Salvador Jiménez-Flores
Artist statement
All over the world, we identify people by their physical appearance, the residue of colonial labels still persists. As an artist of color, I might be forced to identify with one, many, or none of the labels assigned to me, such as Latino, Chicano, American, etc. The act of resistance starts when we fight against those who attempt to prevent us from growing. By reimagining what an alternative future could look like through my art, I seek to resist labels put on myself and other people of color.
The move from a rural town in México to a major metropolis in the United States had a tremendous impact on my life and my art. At first, art was merely a way of coping with the transition, but due to my limited English in those early years, art eventually became a tool for self-expression. In my work, I document the journey of adapting to life in the United States, all while looking back at what I left behind in México.

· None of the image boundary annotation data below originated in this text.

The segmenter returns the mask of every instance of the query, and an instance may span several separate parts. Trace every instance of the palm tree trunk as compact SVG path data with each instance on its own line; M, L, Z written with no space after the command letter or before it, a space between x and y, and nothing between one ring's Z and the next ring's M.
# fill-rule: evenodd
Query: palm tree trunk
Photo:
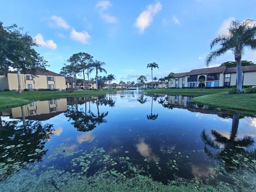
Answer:
M236 137L237 133L237 130L238 129L239 115L238 114L234 114L233 115L233 118L232 119L232 129L230 133L230 140L234 141Z
M98 90L98 69L96 69L96 89Z
M83 68L83 75L84 76L84 90L85 90L85 76L84 76L84 69ZM89 84L88 84L89 85Z
M236 89L239 93L242 92L243 89L243 70L242 69L241 59L236 60Z
M20 75L20 69L17 69L17 76L18 76L18 92L19 94L22 93L22 90L21 89L21 76Z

My work explores the politics of identity, the state of double consciousness, and the outlook of “the other.” I address issues of colonization, migration, history, cultural appropriation, and futurism. I create hybrid portraits that represent my anxieties of living in a constant state of double consciousness where I feel like my identity is divided into parts. The challenge of being bicultural and bilingual is that I live concurrently in two different worlds. I adapt to both worlds, but adapting involves losing some part of myself in order to grow. I embrace these two worlds in my art, melding visual and cultural references from both to produce artwork with a magical realism twist.
My work reveals this hybridity. I draw on elements of Afro-Futurism, Funk Ceramics and Robert Arneson’s satiric comedy and powerful ceramic self-portraits, as much as the music and films by Sun Ra and Mexican singer-songwriter Rodrigo González, also known as the “Nopal Prophet.” I am drawn to how these artists created their own imaginary world through their art. I use these influences to create my own imaginary world of Rascuache-Futurism where I can articulate pre-Columbian, colonial, and post-colonial histories and aesthetics through ceramics.
Clay as a material has a physicality that immediately evokes the past and gives infinite possibilities to visually create a future. I use clay because its versatility and intuitive nature allow me to translate my ideas quickly into tri-dimensional forms. Through mainstream media and most science fiction content, the future is typically imagined as white. People of color have been erased from the future. I am trying to imagine and create a future where the good guys look like me, with the hope that others will be able to see themselves in this future as well.